Era un viaje familiar en una casa de campo. Sofía y yo siempre habíamos sido cercanos, pero ese fin de semana algo cambió. Dormíamos en habitaciones contiguas y la casualidad quiso que nos encontráramos en la cocina, de madrugada, solos, con la tensión de un secreto que se venía gestando.
La luz tenue del refrigerador iluminó su figura en pijama. Cuando se acercó a pedirme un vaso de agua, su mano rozó la mía y nuestros ojos se encontraron. Sin pensarlo, la besé. Fue un beso ardiente, cargado de años de represión.
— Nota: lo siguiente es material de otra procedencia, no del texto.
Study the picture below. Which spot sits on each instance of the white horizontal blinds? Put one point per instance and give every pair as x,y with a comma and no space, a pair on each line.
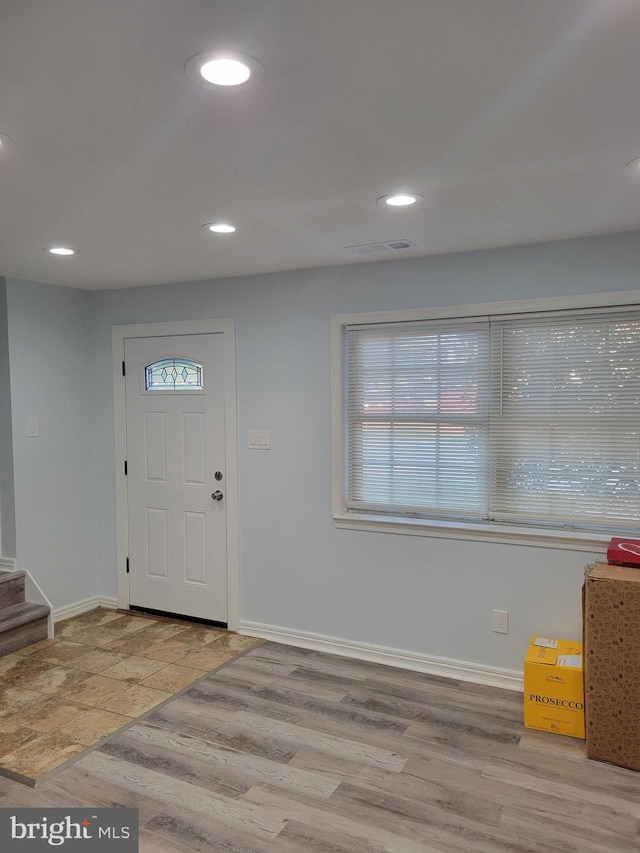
565,427
417,413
Ella respondió con un gemido, pegándose a mí.
Nos escondimos en la sala, temblando de deseo. La tumbé en el sofá y mis manos recorrieron su cuerpo con avidez. Sofía jadeaba mientras yo bajaba hasta su sexo, devorándola con mi lengua, arrancándole gemidos que intentaba sofocar para no despertar a la familia. El sabor prohibido me volvió adicto en segundos.
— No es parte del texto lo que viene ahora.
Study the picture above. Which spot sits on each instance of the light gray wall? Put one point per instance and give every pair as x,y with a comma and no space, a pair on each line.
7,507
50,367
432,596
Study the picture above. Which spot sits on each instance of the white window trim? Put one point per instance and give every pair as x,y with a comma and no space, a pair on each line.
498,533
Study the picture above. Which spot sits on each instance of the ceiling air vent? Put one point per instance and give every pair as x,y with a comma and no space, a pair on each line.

Ella no se quedó atrás. Se subió sobre mí y me penetró con movimientos torpes pero desesperados, mientras nuestras respiraciones se mezclaban. El sofá crujía, nuestros cuerpos se buscaban sin miedo. La sensación de lo prohibido nos excitaba más que cualquier otra cosa.
Cuando llegamos al clímax, abrazados y jadeantes, sabíamos que habíamos cruzado un límite. Nos prometimos silencio, pero esa madrugada marcó un antes y un después: éramos primos, sí, pero también amantes en un secreto que solo nosotros compartiríamos.